Kondisi muara sungai yang dangkal akibat sedimentasi parah telah menjadi permasalahan kronis di Aceh. Situasi ini secara signifikan menghambat aktivitas melaut para nelayan, yang merupakan tulang punggung ekonomi pesisir di provinsi tersebut.
"Kita macam anak tiri. Potensi kelautan Aceh itu sangat besar, tetapi perhatian terhadap infrastruktur dasar bagi nelayan masih minim," ujar Mualem dalam sebuah pernyataan di Banda Aceh pada pertengahan Februari 2026.
Menurut Mualem, pendangkalan muara sungai tidak hanya mempersulit akses kapal nelayan untuk keluar masuk pelabuhan atau tempat pendaratan ikan. Lebih jauh, kondisi ini juga membahayakan keselamatan pelayaran, terutama saat gelombang tinggi atau cuaca ekstrem.
Ribuan nelayan di Aceh menghadapi kerugian besar setiap hari karena terhambatnya operasional. Mereka terpaksa membatalkan keberangkatan melaut atau menempuh jalur yang lebih jauh dan berisiko, yang pada akhirnya mengurangi hasil tangkapan dan pendapatan keluarga.
Desakan Mualem kepada Menteri Trenggono bukanlah tanpa alasan. Kementerian Kelautan dan Perikanan (KKP) memiliki wewenang dan sumber daya untuk mengimplementasikan program pengerukan yang komprehensif dan berkelanjutan.
Pemerintah Aceh sendiri, di bawah kepemimpinan Pj. Gubernur, telah berupaya mengatasi masalah ini dengan sumber daya terbatas. Namun, skala permasalahan yang masif memerlukan intervensi dan dukungan penuh dari pemerintah pusat.
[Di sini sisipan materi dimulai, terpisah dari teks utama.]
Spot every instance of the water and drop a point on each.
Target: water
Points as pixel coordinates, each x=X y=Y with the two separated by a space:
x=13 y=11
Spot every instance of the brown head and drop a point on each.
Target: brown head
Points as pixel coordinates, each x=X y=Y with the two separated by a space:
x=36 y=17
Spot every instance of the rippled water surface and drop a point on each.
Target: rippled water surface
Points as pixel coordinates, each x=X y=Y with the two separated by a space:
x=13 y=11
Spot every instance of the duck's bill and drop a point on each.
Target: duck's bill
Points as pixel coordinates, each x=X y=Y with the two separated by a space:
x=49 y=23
"Saya meminta Pak Menteri Trenggono untuk melihat langsung kondisi di lapangan dan segera mengambil tindakan konkret. Jangan biarkan nelayan Aceh terus menderita karena masalah klasik ini," tambah Mualem, menyiratkan urgensi permasalahan.
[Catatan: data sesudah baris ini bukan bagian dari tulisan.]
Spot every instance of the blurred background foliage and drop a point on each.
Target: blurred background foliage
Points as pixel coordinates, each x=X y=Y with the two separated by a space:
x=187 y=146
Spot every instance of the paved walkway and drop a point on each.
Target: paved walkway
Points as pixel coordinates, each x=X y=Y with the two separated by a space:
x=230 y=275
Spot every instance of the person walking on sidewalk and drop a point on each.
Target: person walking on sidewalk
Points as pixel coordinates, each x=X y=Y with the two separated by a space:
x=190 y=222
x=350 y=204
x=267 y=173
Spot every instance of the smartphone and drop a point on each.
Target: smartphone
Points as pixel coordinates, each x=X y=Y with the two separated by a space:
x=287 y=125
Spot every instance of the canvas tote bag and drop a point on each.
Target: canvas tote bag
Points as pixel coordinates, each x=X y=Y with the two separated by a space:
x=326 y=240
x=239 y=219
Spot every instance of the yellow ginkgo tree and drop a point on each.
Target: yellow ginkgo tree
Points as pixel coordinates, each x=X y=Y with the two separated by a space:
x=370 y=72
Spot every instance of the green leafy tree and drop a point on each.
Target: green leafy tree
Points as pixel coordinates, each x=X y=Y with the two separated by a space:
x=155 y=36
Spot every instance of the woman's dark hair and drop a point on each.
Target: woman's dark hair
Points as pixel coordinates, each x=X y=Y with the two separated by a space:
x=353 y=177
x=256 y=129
Isu sedimentasi muara sungai sebenarnya telah menjadi perhatian sejak lama. Berbagai usulan dan permohonan telah diajukan kepada pemerintah pusat, namun solusi permanen belum juga terealisasi secara merata.
Program pengerukan yang efektif tidak hanya membutuhkan alat berat, tetapi juga perencanaan jangka panjang yang melibatkan analisis hidrologi dan sedimentologi untuk mencegah pendangkalan berulang.
Dampak ekonomi dari permasalahan ini sangat signifikan. Aktivitas perikanan yang terhambat berimbas langsung pada rantai pasok dan harga ikan di pasar lokal, bahkan mempengaruhi stabilitas ekonomi di tingkat daerah.
Selain itu, ekosistem muara sungai yang dangkal dan keruh juga dapat merusak habitat alami biota laut, mengancam keberlanjutan sumber daya perikanan di masa depan.
Komunitas nelayan dan organisasi masyarakat sipil di Aceh telah berulang kali menyuarakan keluhan serupa. Mereka berharap desakan dari figur publik seperti Mualem dapat mempercepat respons pemerintah.
"Kami hanya ingin bisa melaut dengan tenang dan aman. Jika muara kami bersih, rezeki kami juga lancar," tutur seorang nelayan dari Aceh Besar, mewakili harapan banyak rekannya.
Sinkronisasi program antara pemerintah pusat dan daerah menjadi kunci utama dalam menyelesaikan masalah ini. Kolaborasi yang erat diperlukan untuk mengalokasikan anggaran dan sumber daya secara efisien.
Situasi ini menjadi ujian bagi komitmen pemerintah di tahun 2026 untuk mewujudkan pemerataan pembangunan dan perhatian terhadap seluruh lapisan masyarakat, termasuk para nelayan di ujung barat Indonesia.